Estimates vary but studies suggest as many as 15% of the population have some form of language-based learning disability, with reading disorders (Dyslexia) being by far the most common.
Importantly, learning disorders are known to be the result of differences in the structure and functioning of the brain, and are not the result of low intelligence or laziness. In fact, those with learning disorders have normal intelligence and often work very hard to perform well academically.
While learning disabilities are often identified during childhood, many adults have learning disabilities that were never diagnosed and/or continue to struggle with learning disabilities that may have been diagnosed earlier in life. Adult dyslexia and learning disability diagnosis is becoming more common.
Some of the most common learning disabilities include:
Dyslexia is the most common learning disorder. It causes problems with language skills, particularly reading. People with dyslexia may read slowly, have difficulty comprehending what they read and struggle to recognize and/or spell words.
Dysgraphia refers to problems with handwriting. People with dysgraphia may have problems forming letters, writing within a defined space, and writing down their thoughts.
Dyscalculia is a condition that results in problems with math. People with this math learning disorder may have difficulty understanding arithmetic concepts and doing such tasks as addition, multiplication, and measuring.

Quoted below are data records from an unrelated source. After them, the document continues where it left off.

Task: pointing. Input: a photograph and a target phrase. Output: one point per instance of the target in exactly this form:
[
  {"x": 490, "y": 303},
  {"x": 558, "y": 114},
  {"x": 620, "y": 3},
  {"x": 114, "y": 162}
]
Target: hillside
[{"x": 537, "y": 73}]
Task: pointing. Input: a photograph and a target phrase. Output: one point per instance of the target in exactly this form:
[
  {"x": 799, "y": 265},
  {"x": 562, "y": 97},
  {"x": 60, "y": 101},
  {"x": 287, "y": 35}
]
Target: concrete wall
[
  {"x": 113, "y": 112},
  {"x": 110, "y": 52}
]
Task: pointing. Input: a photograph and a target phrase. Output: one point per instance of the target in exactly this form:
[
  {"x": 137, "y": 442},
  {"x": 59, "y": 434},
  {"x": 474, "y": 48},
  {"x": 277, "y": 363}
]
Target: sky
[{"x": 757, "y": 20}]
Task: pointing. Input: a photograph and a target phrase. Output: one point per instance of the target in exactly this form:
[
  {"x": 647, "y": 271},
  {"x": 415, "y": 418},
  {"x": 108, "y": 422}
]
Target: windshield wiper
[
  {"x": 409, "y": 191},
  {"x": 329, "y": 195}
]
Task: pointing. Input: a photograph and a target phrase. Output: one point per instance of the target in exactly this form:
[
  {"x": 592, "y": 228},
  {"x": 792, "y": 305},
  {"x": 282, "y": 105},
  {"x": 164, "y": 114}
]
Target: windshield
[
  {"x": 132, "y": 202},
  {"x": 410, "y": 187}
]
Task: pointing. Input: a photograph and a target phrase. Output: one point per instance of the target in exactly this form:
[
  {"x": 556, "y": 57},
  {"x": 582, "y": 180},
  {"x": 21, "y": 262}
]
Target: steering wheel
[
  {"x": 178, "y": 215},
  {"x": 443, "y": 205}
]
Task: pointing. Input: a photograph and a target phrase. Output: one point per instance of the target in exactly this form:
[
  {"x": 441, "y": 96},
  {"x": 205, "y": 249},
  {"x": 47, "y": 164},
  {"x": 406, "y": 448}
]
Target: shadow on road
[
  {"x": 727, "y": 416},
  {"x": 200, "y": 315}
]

The most important thing is to make the right diagnosis so that effective recommendations can be developed and implemented. Schools and colleges typically rely on diagnoses and recommendations to create academic plans to help students be more successful. The right diagnosis is important because other problems such as ADHD can resemble learning disorders yet require a very different approach to treatment. The most comprehensive learning disability evaluation includes a comprehensive neuropsychological evaluation and educational testing.